Comme pour les allégations concernant les produits chimiques toxiques, une grande partie de ces allégations est fondée sur l’idée que le fleuve Mékong est sale et, par conséquent, tout le poisson transformé dans le delta du Mékong doit l’être également. Mais au Vietnam, les producteurs de pangasius sont liés par des règles sur la sécurité alimentaire et l’hygiène. En outre, la législation sur les importations exige que les exigences en matière de sécurité alimentaire soient respectées – encore une fois, l’UE en est un bon exemple, et son importance en tant que marché signifie que ses règles sont susceptibles d’être suivies par les producteurs vietnamiens.  

C’est l’heure du diner pour les pangas de cet élevage… et pas de traces de poubelles !
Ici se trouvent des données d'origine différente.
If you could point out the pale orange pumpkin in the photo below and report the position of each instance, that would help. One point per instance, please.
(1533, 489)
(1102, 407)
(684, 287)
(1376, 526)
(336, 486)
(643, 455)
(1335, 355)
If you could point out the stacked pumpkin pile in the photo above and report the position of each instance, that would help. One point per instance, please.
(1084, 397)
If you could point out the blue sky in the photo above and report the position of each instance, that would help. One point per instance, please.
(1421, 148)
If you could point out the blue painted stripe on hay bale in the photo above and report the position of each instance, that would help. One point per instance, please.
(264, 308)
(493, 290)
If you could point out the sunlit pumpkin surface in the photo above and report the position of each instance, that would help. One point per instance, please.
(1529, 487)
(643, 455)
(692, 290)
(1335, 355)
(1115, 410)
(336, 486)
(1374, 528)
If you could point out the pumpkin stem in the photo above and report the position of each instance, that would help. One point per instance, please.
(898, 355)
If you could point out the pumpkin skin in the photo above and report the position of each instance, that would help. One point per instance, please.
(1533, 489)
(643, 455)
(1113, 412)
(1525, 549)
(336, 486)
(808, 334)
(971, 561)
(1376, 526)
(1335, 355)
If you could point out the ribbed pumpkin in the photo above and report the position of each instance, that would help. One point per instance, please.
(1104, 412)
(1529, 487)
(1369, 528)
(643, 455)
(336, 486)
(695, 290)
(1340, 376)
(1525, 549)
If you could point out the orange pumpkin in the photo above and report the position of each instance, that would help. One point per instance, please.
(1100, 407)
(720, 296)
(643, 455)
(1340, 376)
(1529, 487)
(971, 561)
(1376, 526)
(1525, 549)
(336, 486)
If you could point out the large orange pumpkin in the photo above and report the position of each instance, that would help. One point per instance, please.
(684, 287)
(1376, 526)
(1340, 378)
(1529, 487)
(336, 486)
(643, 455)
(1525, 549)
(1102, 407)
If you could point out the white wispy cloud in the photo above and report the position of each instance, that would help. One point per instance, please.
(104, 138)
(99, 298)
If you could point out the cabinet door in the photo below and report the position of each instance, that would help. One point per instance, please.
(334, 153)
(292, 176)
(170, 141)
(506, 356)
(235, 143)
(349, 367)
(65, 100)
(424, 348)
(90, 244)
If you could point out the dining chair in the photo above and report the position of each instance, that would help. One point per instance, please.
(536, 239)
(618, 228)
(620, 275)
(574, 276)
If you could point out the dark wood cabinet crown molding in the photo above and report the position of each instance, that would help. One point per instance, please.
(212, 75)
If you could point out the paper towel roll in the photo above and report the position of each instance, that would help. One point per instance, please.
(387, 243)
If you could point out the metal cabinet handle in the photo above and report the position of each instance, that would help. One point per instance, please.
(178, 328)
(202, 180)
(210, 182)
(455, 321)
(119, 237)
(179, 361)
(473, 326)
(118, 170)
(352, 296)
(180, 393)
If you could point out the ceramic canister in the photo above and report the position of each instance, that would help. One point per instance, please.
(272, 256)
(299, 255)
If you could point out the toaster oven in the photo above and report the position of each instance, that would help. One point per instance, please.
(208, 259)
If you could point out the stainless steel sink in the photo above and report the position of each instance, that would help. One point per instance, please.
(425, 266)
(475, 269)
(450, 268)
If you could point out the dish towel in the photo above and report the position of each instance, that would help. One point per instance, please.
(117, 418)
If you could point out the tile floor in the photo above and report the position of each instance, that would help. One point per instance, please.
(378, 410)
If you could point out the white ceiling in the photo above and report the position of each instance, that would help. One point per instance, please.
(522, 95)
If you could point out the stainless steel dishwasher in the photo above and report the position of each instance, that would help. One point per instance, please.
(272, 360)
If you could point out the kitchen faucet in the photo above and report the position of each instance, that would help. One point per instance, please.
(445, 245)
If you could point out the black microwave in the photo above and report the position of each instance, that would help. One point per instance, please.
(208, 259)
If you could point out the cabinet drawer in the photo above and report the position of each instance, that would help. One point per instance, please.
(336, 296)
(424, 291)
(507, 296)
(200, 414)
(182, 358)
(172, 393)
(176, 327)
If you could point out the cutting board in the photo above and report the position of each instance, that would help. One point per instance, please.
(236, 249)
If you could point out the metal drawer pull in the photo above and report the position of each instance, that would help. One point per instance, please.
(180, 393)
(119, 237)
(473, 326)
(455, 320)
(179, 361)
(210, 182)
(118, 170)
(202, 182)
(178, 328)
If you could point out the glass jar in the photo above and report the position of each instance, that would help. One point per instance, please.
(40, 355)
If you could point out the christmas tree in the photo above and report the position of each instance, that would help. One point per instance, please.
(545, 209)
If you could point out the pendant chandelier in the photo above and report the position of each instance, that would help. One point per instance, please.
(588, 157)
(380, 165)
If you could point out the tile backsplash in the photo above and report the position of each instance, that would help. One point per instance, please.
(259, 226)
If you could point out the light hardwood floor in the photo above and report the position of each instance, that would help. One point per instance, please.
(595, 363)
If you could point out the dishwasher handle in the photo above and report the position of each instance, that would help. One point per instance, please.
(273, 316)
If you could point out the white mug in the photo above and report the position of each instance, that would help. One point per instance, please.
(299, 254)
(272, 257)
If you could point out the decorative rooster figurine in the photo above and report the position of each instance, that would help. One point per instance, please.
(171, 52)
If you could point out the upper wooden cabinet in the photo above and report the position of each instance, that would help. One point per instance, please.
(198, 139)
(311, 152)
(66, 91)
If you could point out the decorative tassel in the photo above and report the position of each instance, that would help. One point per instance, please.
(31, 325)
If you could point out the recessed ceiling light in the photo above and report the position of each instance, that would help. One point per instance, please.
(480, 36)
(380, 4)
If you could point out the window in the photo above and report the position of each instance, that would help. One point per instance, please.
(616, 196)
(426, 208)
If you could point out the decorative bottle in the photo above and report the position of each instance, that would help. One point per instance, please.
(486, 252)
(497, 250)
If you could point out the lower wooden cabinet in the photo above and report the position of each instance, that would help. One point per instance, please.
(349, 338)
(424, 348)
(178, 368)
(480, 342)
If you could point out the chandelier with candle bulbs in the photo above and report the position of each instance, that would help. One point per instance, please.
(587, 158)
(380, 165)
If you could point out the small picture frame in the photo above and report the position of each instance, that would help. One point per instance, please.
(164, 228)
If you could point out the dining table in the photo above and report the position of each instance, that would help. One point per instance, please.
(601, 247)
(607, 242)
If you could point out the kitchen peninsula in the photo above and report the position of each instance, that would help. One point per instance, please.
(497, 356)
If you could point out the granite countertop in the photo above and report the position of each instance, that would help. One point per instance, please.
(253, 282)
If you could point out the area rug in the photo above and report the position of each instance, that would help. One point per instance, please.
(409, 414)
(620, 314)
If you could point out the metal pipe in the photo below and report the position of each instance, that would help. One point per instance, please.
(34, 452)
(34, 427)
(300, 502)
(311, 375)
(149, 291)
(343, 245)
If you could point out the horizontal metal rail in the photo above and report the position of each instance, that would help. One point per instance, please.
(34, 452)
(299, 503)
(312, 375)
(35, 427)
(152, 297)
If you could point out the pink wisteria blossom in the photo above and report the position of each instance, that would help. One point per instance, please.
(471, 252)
4ème mythe : les éleveurs de pangasius polluent l’environnement

A l’ASC, nous refusons de condamner d’un seul mouvement toute un type de production alimentaire, toute une espèce ou toute la production d’un pays, surtout avec des allégations aussi vagues. Comme pour toute la production alimentaire, certains éleveurs seront moins responsables que d’autres, et s’ils ne le font pas correctement, l’élevage du pangasius peut évidemment affecter l’environnement. Heureusement, le référentiel ASC pour le pangasius comprend des exigences strictes en matière de surveillance de la qualité de l’eau et de limitation des impacts environnementaux des ingrédients et des déchets des aliments pour animaux, entre autres. 

Donc, si vous cherchez le label ASC, vous pouvez être assuré que le pangasius que vous achetez est non seulement très sous-estimé et étonnamment savoureux, mais aussi produit de manière responsable.